The following example is a minimal OpenAPI description file that defines one single /apis/users_ids endpoint and supports the GET method to retrieve the list of user IDs:

---
openapi: "3.0.0"
info:
  title: Data Service
  description: returns info about users
  license:
    name: APLv2
    url: https://www.apache.org/licenses/LICENSE-2.0.html
  version: 0.1.0
basePath: /api
paths:
  /user_ids:
    get:
      operationId: getUserIds
      description: Returns a list of ids
      produces:
        - application/json
      responses:
        '200':
          description: List of Ids
          schema:
            type: array
            items:
              type: integer

The full OpenAPI Specification can be found on GitHub; it is very detailed and will let you describe metadata about the API, its endpoints, and the data types it uses: https://github.com/OAI/OpenAPI-Specification.

The data types described in the schema sections are following the JSON Schema specification (http://json-schema.org/latest/json-schema-core.html).
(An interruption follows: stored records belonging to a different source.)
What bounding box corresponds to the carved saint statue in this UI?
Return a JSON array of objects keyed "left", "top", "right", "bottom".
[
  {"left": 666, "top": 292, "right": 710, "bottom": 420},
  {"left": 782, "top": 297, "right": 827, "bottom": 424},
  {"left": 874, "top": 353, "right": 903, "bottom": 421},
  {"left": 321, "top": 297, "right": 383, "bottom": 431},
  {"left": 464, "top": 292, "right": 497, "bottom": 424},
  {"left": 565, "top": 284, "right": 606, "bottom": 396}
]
Here, we are describing that the /get_ids endpoint returns an array of integers.

You can provide a lot of detail about your API in that specification—things such as what headers should be present in your requests, or what will be the content type of some responses and can be added to it.

Describing your HTTP endpoints with OpenAPI offers some excellent possibilities:

  • There are a plethora of OpenAPI clients that can consume your description and do something useful with it, such as building functional tests against your service, or validating data that is sent to it.
  • It provides a standard, language-agnostic documentation for your API
  • The server can check that the requests and responses follow the spec

Some web frameworks even use the specification to create all the routing and I/O data checks for your microservices; for instance, Connexion (https://github.com/zalando/connexion) does this for Flask. Support for this within Quart is limited at the time of writing, but the situation is always improving. For this reason, we won't be using OpenAPI a great deal in the examples presented here.

There are two schools of thought when people are building HTTP APIs with OpenAPI:

  • Specification-first, where you create a Swagger specification file and then create your app on top of it, using all the information provided in that specification. That's the principle behind Connexion.
  • Specification-extracted, where it is your code that generates the Swagger specification file. Some toolkits out there will do this by reading your view docstrings, for instance.

Summary

In this chapter, we've looked at how a service can interact with other services synchronously, by using a Requests session, and asynchronously, by using Celery workers or more advanced messaging patterns based on RabbitMQ.

We've also looked at some ways to test a service in isolation by mocking other services, but without mocking the message brokers themselves.

Testing each service in isolation is useful, but when something goes wrong, it's hard to know what happened, particularly if the bug happens in a series of asynchronous calls.

In that case, tracking what's going on with a centralized logging system helps a lot. The next chapter will explain how we can tool our microservices to follow their activities.